Metadata-Version: 2.4
Name: ai2-sera-cli
Version: 0.1.1
Summary: Translation proxy enabling Claude Code CLI to work with SWE-agent format models
License-Expression: Apache-2.0
Classifier: Development Status :: 3 - Alpha
Classifier: Intended Audience :: Developers
Classifier: License :: OSI Approved :: Apache Software License
Classifier: Operating System :: OS Independent
Classifier: Programming Language :: Python :: 3
Classifier: Programming Language :: Python :: 3.11
Classifier: Programming Language :: Python :: 3.12
Classifier: Programming Language :: Python :: 3.13
Classifier: Topic :: Software Development :: Libraries :: Python Modules
Requires-Dist: fastapi
Requires-Dist: uvicorn
Requires-Dist: httpx
Requires-Dist: starlette
Requires-Dist: modal
Requires-Python: >=3.11
Description-Content-Type: text/markdown

# Ai2 Soft-Verified Efficient Repository Agents (SERA) Claude Code Proxy

This repo allows Claude Code to be used with the Ai2 Open Coding Agents SERA model.

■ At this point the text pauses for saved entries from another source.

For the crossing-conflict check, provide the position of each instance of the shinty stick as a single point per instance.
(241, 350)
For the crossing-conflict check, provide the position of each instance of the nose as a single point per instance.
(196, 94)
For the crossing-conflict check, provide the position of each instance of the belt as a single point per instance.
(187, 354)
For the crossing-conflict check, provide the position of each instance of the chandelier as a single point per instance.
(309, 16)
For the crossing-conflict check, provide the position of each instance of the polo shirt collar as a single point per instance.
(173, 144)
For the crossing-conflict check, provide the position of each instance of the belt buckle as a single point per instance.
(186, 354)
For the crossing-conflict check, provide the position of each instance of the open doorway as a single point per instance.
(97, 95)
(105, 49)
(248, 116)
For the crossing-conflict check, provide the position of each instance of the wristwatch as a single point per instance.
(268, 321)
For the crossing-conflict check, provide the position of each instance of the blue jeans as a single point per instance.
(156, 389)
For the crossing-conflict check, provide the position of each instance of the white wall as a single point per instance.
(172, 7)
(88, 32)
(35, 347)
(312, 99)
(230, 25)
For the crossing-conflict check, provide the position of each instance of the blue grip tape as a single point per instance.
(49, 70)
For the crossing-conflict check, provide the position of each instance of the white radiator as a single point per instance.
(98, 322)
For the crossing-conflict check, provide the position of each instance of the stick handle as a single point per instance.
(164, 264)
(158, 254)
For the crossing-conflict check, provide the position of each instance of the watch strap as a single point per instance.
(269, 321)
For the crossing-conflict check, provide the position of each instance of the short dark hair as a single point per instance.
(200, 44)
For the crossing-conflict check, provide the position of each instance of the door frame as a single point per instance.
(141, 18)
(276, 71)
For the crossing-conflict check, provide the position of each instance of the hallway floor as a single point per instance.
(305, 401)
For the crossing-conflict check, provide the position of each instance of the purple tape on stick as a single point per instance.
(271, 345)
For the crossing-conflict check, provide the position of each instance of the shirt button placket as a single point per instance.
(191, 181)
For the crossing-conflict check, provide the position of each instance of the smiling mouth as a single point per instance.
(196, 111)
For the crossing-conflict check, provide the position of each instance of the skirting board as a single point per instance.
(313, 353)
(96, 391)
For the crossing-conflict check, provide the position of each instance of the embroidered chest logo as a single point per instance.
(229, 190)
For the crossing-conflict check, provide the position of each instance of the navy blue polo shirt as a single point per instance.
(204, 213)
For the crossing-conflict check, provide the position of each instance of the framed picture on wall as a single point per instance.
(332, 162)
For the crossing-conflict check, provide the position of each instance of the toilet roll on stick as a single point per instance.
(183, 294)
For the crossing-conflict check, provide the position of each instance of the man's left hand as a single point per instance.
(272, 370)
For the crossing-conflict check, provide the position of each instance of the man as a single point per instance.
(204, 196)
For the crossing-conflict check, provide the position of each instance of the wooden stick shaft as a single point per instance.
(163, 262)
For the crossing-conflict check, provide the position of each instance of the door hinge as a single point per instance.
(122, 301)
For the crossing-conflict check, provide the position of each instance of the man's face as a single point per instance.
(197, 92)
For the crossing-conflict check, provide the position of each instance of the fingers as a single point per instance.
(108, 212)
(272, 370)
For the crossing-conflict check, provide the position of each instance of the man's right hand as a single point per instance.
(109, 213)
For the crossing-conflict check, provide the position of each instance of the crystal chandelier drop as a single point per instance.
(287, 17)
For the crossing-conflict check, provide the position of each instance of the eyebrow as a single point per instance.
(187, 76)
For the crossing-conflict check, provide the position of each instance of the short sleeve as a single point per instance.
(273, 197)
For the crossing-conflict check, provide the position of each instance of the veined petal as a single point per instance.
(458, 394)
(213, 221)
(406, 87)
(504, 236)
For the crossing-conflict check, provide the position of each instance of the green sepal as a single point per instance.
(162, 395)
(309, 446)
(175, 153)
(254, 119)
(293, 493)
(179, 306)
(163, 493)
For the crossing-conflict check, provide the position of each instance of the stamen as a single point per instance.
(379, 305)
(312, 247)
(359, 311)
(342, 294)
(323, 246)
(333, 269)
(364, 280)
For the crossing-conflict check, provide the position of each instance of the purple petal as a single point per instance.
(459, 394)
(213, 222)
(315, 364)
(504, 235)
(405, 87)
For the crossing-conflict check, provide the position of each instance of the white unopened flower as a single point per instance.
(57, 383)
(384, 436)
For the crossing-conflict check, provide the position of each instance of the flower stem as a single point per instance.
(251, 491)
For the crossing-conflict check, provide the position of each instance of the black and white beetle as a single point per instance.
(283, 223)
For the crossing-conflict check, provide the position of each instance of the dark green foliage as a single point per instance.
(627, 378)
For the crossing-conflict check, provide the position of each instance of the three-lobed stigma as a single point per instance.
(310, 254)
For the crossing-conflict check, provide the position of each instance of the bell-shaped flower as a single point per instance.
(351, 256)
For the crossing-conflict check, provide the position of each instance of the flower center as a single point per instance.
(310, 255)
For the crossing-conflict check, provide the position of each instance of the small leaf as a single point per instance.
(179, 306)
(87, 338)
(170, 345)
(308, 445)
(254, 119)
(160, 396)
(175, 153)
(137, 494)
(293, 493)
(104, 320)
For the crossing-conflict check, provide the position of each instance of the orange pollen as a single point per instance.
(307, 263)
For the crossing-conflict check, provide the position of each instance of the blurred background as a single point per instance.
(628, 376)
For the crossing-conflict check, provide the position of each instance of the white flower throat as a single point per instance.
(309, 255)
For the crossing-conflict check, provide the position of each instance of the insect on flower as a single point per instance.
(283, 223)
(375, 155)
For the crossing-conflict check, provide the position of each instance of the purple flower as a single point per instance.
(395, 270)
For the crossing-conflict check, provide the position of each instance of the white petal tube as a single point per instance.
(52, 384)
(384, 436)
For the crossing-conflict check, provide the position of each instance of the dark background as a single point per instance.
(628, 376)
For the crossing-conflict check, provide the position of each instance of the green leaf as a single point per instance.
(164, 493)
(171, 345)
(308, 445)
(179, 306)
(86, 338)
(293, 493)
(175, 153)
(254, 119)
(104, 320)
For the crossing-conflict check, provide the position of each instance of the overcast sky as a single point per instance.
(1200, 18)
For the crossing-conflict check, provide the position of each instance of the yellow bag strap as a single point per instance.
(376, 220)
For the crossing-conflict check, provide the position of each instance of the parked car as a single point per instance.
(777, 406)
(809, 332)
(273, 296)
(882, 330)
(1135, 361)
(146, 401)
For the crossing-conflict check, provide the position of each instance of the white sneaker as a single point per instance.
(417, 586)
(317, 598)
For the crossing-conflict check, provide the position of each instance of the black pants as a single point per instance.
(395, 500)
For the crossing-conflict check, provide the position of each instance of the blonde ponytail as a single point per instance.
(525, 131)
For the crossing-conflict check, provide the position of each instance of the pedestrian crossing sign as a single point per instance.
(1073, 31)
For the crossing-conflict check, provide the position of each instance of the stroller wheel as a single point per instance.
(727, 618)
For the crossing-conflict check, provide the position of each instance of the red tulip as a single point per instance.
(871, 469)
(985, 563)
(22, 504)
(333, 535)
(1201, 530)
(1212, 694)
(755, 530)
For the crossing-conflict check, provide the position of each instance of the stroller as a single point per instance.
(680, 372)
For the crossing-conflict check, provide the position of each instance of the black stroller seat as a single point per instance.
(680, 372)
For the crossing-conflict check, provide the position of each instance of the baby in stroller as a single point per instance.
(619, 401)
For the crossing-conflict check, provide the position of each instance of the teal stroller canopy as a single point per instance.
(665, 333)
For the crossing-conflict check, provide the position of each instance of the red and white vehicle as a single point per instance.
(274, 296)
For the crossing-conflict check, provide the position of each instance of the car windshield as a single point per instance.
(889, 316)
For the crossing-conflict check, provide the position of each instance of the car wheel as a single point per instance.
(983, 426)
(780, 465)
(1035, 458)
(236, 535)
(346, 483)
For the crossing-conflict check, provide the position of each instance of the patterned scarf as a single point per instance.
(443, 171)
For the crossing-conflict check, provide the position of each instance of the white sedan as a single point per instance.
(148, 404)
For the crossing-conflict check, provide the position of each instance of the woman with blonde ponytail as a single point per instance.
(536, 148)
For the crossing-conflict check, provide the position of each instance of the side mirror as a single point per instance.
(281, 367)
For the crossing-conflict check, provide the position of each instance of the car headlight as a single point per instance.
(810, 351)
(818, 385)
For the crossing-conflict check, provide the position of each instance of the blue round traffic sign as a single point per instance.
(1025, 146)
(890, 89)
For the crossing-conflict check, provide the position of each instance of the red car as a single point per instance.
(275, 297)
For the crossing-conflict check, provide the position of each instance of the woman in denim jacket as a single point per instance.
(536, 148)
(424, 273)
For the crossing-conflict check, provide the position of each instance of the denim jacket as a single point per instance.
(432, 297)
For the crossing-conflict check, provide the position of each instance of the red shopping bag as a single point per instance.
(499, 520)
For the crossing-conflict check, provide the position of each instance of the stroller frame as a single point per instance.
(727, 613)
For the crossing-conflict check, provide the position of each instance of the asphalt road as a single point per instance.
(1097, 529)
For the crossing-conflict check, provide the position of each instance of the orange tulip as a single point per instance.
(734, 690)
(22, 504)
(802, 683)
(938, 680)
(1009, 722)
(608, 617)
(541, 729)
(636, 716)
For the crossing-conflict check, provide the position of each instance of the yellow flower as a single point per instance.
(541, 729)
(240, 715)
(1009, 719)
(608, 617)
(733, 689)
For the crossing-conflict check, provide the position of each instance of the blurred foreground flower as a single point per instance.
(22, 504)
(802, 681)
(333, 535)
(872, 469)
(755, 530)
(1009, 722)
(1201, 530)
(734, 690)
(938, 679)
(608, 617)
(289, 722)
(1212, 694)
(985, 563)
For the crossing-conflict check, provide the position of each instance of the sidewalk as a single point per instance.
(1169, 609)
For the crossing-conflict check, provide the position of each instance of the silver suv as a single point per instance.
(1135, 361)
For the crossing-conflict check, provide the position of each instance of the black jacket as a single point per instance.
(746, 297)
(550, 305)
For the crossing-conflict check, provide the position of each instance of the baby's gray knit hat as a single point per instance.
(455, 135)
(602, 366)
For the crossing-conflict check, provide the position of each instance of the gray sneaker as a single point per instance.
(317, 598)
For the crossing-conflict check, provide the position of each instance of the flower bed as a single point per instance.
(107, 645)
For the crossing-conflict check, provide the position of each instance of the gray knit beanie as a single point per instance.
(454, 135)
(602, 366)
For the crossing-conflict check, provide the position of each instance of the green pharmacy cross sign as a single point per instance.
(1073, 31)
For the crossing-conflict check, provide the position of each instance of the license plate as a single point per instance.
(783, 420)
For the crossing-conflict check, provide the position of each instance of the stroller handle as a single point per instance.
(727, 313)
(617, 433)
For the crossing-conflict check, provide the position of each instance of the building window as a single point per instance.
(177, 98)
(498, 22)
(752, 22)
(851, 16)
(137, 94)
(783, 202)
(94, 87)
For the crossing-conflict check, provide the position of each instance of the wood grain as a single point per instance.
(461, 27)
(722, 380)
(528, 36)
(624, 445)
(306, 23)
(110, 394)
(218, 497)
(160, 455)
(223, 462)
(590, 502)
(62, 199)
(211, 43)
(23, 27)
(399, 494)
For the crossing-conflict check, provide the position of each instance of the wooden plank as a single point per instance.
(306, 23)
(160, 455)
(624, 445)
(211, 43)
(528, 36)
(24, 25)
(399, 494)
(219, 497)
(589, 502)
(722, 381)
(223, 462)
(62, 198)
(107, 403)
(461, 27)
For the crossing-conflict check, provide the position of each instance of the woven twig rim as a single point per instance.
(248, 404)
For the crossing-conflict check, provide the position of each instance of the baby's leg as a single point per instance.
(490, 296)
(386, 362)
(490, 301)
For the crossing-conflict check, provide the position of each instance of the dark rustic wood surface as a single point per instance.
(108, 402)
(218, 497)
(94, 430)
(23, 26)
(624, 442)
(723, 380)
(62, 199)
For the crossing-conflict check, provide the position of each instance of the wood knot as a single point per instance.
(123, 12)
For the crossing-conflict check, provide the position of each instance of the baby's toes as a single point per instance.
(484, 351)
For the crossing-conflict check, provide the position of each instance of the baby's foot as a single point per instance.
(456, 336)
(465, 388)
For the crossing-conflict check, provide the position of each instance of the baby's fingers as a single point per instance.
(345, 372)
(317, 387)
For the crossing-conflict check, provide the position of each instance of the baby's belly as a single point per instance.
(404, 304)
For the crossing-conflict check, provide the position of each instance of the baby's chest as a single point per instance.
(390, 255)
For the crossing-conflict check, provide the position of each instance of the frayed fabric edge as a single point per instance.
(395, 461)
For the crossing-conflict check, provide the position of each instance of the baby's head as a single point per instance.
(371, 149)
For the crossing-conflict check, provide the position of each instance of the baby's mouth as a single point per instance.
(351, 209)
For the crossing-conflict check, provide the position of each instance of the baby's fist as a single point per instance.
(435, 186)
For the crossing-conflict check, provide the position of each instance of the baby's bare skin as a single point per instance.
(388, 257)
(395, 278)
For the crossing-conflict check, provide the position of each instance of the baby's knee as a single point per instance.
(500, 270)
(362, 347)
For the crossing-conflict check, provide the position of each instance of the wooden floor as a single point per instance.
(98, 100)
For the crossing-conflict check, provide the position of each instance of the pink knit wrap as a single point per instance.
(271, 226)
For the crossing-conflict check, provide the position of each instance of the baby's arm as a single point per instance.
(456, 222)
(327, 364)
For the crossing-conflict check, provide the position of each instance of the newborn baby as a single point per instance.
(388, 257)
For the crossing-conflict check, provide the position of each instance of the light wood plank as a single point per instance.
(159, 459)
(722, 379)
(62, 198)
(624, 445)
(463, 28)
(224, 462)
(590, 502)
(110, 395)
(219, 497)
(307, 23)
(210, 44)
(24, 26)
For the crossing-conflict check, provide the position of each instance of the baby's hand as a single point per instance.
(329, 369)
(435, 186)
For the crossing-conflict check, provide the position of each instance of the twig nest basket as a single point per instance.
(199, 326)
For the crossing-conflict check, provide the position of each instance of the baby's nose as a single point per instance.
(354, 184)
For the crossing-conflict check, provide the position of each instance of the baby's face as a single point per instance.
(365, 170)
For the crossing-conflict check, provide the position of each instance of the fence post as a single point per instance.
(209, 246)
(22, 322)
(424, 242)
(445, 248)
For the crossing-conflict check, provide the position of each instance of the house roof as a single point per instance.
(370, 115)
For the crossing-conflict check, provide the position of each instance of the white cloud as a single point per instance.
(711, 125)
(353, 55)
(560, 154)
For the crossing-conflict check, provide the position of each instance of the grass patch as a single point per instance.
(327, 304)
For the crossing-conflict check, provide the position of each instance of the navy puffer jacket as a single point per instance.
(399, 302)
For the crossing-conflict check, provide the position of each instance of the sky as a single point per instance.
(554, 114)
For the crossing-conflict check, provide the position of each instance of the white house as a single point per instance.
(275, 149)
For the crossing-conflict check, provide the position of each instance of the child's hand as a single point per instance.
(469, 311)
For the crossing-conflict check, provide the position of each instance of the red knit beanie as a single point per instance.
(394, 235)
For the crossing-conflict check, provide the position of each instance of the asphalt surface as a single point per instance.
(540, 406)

You will need [Claude Code](https://docs.anthropic.com/en/docs/claude-code/overview) and [uv](https://docs.astral.sh/uv/getting-started/installation/) installed to set up the SERA CLI.

For more information about Open Coding Agents and SERA, see:
- [SERA Data Generation and Training Code](https://github.com/allenai/SERA)
- [Ai2 Open Coding Agents Blog Post](https://allenai.org/blog/open-coding-agents)
- [SERA Technical Report](https://allenai.org/papers/opencodingagents)
- [Ai2 Open Coding Agents Hugging Face Collection](https://huggingface.co/collections/allenai/open-coding-agents)

## Quick Start with Modal

The fastest way to try SERA is with Modal, which handles GPU provisioning, vLLM deployment, and downloading the model automatically. This takes ~10m for the first run as ~65GB of model weights are downloaded. Subsequent runs will cache the model and start up faster.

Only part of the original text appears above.